When we extract, we will get one new row about Tuna. Our table in our database will look like this:

cat_id cat_name hospitalization_date hospitalization_reason last_modified_timestamp
1 Mac 2019-12-17 Ate thread from a sewing basket 2019-12-18
2 Cheese 2018-12-01 Ate hair elastics 2018-12-02
3 Sushi 2019-12-18 Neutering 2019-12-19
5 Tuna 2019-12-19 Neutering 2019-12-20

When compared to the source, this is wrong because it still has Sushi's hospitalization. For whatever reason, Sushi’s hospitalization was deleted. In order to have known this, we would have had to set the extraction date back to 2019-12-18, but, since we have no way of knowing which records will be deleted when, we’d actually have to set the extraction date back to the beginning of time to account for hard deletes. This would just be a full load.

When a source database has hard deletes, we have to do a full extraction to ensure we don’t misrepresent the data. This is expensive, especially as the data grows. If the source database had used soft deletes, it would look like this:

cat_id cat_name hospitalization_date hospitalization_reason is_deleted last_modified_timestamp
1 Mac 2019-12-17 Ate thread from a sewing basket N 2019-12-18
2 Cheese 2018-12-01 Ate hair elastics N 2018-12-02
3 Sushi 2019-12-18 Neutering Y 2019-12-20
5 Tuna 2019-12-19 Neutering N 2019-12-20

When we extracted the data for the second time (on 2019-12-20), we would have received:

cat_id cat_name hospitalization_date hospitalization_reason is_deleted last_modified_timestamp
3 Sushi 2019-12-18 Neutering Y 2019-12-20
5 Tuna 2019-12-19 Neutering N 2019-12-20

This would have indicated to us that Sushi’s record was deleted without having to pull the entire dataset.

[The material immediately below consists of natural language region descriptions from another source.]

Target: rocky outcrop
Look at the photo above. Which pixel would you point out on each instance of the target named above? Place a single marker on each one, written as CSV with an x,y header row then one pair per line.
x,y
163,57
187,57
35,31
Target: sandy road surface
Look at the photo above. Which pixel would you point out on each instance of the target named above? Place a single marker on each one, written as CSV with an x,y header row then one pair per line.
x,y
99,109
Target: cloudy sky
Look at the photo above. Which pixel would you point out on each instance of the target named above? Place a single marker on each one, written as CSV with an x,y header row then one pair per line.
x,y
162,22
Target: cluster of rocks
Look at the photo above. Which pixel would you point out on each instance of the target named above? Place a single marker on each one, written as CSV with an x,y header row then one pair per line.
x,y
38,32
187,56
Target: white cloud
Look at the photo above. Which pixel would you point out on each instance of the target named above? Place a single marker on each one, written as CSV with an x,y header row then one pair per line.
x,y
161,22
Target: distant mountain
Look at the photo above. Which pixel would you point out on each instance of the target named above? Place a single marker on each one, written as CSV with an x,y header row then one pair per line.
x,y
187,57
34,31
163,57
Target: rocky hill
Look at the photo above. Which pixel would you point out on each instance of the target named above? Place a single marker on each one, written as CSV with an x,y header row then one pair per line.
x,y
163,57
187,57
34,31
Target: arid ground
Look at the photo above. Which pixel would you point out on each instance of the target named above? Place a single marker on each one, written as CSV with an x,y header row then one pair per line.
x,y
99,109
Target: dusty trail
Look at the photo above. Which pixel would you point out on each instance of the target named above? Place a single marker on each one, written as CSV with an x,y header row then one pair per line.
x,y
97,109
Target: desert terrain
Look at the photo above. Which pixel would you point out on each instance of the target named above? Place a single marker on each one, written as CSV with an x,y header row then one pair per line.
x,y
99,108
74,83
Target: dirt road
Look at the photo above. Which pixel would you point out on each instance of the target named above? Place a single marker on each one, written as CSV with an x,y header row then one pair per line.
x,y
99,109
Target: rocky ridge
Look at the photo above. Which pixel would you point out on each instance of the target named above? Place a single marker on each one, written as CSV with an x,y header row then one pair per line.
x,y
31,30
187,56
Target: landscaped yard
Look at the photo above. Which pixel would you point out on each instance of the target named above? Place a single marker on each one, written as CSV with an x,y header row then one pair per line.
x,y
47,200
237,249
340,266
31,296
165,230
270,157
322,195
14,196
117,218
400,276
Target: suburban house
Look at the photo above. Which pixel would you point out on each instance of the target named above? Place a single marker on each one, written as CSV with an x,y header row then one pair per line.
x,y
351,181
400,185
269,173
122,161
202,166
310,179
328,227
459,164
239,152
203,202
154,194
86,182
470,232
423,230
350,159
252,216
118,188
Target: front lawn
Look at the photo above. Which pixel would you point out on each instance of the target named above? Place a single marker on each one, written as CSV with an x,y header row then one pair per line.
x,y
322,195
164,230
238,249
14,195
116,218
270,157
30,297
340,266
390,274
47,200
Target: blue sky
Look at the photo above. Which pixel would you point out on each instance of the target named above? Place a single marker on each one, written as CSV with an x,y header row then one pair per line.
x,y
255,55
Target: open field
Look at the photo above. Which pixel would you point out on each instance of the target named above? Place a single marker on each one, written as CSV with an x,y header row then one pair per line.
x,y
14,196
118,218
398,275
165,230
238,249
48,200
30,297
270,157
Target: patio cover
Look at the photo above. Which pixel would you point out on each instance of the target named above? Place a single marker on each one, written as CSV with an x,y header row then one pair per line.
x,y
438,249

We can keep our incremental loads but not overstate data.

Looking at it from the perspective of the source database owners, another advantage of soft deletes is that they are easier to undelete.

So what do we do once we have this soft delete? It’s easy, we can use it in the merge statement (this example is Snowflake specific).

Our merge statement would look like this:

MERGE INTO cat_hospitalization_fact as t
USING source_data as s
ON t.cat_id = s.cat id
AND t.hospitalization_date = s.hospitalization_date
WHEN MATCHED THEN UPDATE SET
t.cat_name  = s.cat_name,
t.hospitalization_reason = s.hospitalization_reason,
WHEN NOT MATCHED THEN INSERT
(cat_id, cat_name, hospitalization_reason, hospitalization_date)
VALUES 
(s.cat_id, s.cat_name, s.hospitalization_reason, s.hospitalization_date)
WHEN MATCHED AND s.is_delete = ‘Y’ THEN DELETE

Notice the last line– we can use the soft delete from the source database to delete the record from our table. With hard deletes, we cannot do this; the absence of a row can’t create a delete in a merge, only a field indicating its deletion. In the case of hard deletes, we have to do a separate DELETE statement.

Conclusion

There is no clear winner between soft deletes and hard deletes; each has its own usage and advantages. That being said, and I can’t stress this enough, do not let your cats eat thread. Also, can I borrow some money? Cat surgery is expensive.